High: 23° F
Low: 7° F
Conditions: Sunny with unlimited visibility
Ari has started blowing her coat. It doesn’t matter that we still have at least two full months of winter here in Maine, or that it’s super cold outside, or that she’s blanketing the house in fur. She’s a giant, molting mess. She looks terrible, and I think she knows it.
This makes her irritable. And when she’s irritable, she does bad things. Like stealing food out of a backpack. That was zipped. And hanging on a wall hook. In the basement.
To make the caninaturalist feel better (and to save my house from further damage), we’ve set out looking for similar shedding phenomena in nature.
Here’s a sugar maple (Acer saccharum) that’s losing its bark. It looks surprisingly like Ari’s coat. But this is not a great example, since the tree is dead.
We next consider the staghorn sumac (Rhus typhina). This plant is distinguished by velvety covering on new sprouts, which protects them from the elements. The staghorn also keeps its furry seedpods through a good part of the winter. This time of year, hungry birds pull apart the flowers, eat the seeds, and then deposit them, undigested, where they will later sprout. This process doesn’t appeal to the caninaturalist, who clearly doesn’t care for the idea of a bluejay stopping by to lunch on her coat. So we moved on.
Our third candidate is the cattail (Typha latifolia). Initially, Ari seems resistant to this comparison as well, especially since the only cattails she knows of are attached to the two cats who like to steal her toys and take food out of her dish. Upon further consideration, however, the caninaturalist softens her resistance. Like Ari, the cattail keeps its fur until late winter. As temps start to fluctuate and the sun returns, it loosens its fur-coated seeds and lets them blow out onto the snow, where it will be carried away by melting waters and grow in settling ponds. We’re getting closer. but Ari’s coat problems aren’t about reproduction. So we move on once again.
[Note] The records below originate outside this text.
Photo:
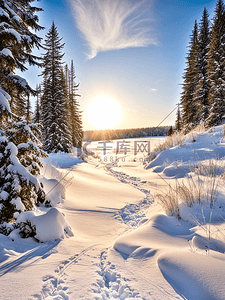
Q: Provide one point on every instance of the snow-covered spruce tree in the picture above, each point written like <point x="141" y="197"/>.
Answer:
<point x="178" y="124"/>
<point x="201" y="93"/>
<point x="75" y="113"/>
<point x="216" y="67"/>
<point x="24" y="136"/>
<point x="19" y="189"/>
<point x="37" y="113"/>
<point x="56" y="133"/>
<point x="190" y="80"/>
<point x="18" y="24"/>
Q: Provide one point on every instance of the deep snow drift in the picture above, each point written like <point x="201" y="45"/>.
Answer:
<point x="116" y="241"/>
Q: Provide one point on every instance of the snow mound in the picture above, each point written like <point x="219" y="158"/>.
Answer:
<point x="49" y="226"/>
<point x="159" y="232"/>
<point x="193" y="275"/>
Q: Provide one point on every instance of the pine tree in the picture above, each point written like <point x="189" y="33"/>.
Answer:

The winner of the flora molting contest seems to be our last contender, the white birch (Betula papyrifera). Trees like the maple and oak have a corky bark made up of an accordion of texture and grooves. When the sunlight warms the bark and causes it to expand or, conversely, when the temperature plummets and causes it to contract, the pliability of the bark accommodates these changes. Birch doesn’t have this functionality. So instead of shifting, weaker birch bark splits and then sheds the forfeited pieces. New bark grows in its place. This is not an exact match to a shedding dog, but it’s close.
Ari loves birch—ever since a Passamaquoddy medicine man gave her a piece of the bark to chew, she seeks it out and takes a piece for herself whenever we pass a tree. Now that she knows it is blowing its coat too, I wonder if birch bark will still hold the same metaphysical sway.